Naja. Ein bisschen sollte man da schon genauer hingucken. Vielleicht ist das eben doch nicht immer so klar.

Aber was ist nun die Welt, die als Gegenpart zur Kirche steht? Man hat vielfach nun auf den Begriff des Zeitgeists zurückgegriffen. Der Begriff könnte möglicherweise genauer bestimmen, wogegen sich der Christ wenden und woher er die Gefahr erwarten soll.

Im Laufe der Serie möchte ich dafür argumentieren, dass es eine bessere Lösung gibt. Oder dass wir zumindest eine bessere suchen sollten. Denn auch im Zeitgeist hat der Geist Gottes ein Wort mitzureden. Das Evangelium des Johannes überliefert ein Gebet von Jesus, in dem er Gott den Vater bittet, seine Nachfolger vor dem Bösen zu bewahren. Denn sie sind in der Welt, aber nicht von der Welt. Wir leben auf dieser Erde und sind Teil der Gesellschaft. Wir atmen dieselbe Luft, ernähren uns von dieser Erde und haben hier unser Zuhause. Wir teilen Gottes Anliegen, dass diese Welt gerettet werden möge. Daher engagieren wir uns für alles, was Leben, Freiheit, Gerechtigkeit und Schönheit fördert.

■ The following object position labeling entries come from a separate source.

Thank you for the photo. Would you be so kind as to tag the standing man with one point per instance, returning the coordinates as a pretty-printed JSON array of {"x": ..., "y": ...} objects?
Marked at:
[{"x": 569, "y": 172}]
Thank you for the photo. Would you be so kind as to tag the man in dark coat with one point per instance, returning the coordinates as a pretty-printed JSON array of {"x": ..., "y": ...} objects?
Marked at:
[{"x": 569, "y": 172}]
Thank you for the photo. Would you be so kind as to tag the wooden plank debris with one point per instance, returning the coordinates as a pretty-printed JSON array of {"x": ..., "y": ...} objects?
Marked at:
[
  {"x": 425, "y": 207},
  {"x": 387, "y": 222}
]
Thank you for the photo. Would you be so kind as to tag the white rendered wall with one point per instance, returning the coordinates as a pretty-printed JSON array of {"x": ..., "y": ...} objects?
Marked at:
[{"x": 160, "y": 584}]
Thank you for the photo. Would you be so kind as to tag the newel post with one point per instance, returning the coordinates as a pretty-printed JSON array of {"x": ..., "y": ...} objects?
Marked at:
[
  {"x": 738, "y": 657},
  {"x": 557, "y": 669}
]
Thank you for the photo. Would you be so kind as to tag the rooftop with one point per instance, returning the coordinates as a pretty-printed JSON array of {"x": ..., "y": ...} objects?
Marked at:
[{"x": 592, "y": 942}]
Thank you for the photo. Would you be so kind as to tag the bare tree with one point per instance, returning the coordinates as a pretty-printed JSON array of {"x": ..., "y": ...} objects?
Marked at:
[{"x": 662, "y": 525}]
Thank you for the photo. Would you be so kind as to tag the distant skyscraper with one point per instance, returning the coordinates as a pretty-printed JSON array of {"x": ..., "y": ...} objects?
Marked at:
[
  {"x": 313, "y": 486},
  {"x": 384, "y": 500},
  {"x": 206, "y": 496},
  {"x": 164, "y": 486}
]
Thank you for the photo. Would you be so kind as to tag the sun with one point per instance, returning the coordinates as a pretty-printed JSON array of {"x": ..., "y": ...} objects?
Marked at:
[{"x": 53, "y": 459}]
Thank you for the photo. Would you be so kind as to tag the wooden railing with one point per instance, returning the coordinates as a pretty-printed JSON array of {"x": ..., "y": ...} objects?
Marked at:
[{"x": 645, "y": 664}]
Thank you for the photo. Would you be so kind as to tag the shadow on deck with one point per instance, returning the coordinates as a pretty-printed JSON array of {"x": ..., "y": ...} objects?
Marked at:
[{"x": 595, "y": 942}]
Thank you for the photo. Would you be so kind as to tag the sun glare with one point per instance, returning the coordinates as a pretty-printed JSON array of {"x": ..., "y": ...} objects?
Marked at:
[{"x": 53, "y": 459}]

Vielleicht führt der Weg zu einem sinnvollen Verständnis vom Verhältnis der Kirche mit der Welt über eine genauere Bestimmung des Dafür. Denn wer sich für die Neugestaltung dieser Welt einsetzt, der wird mit Gegenwind rechnen müssen. Vielleicht zeigt sich dann einfacher, was Welt heute ist. Möglicherweise entdecke ich dann Welt aber an Orten und Stellen, wo ich sie nicht erwartet hätte. Aber auch Gottes Schönheit und gestalterische Präsenz werden mir auf sonderbare Weise begegnen. Und zwar genauso da, wo ich sie nicht erwarten würde.

Im übrigen war der Hauptact des Abends ein Volltreffer. Dort wurde viel von Hoffnung, von wieder Aufstehen und vom Weitergehen geredet. Vielleicht gar nicht so weltlich.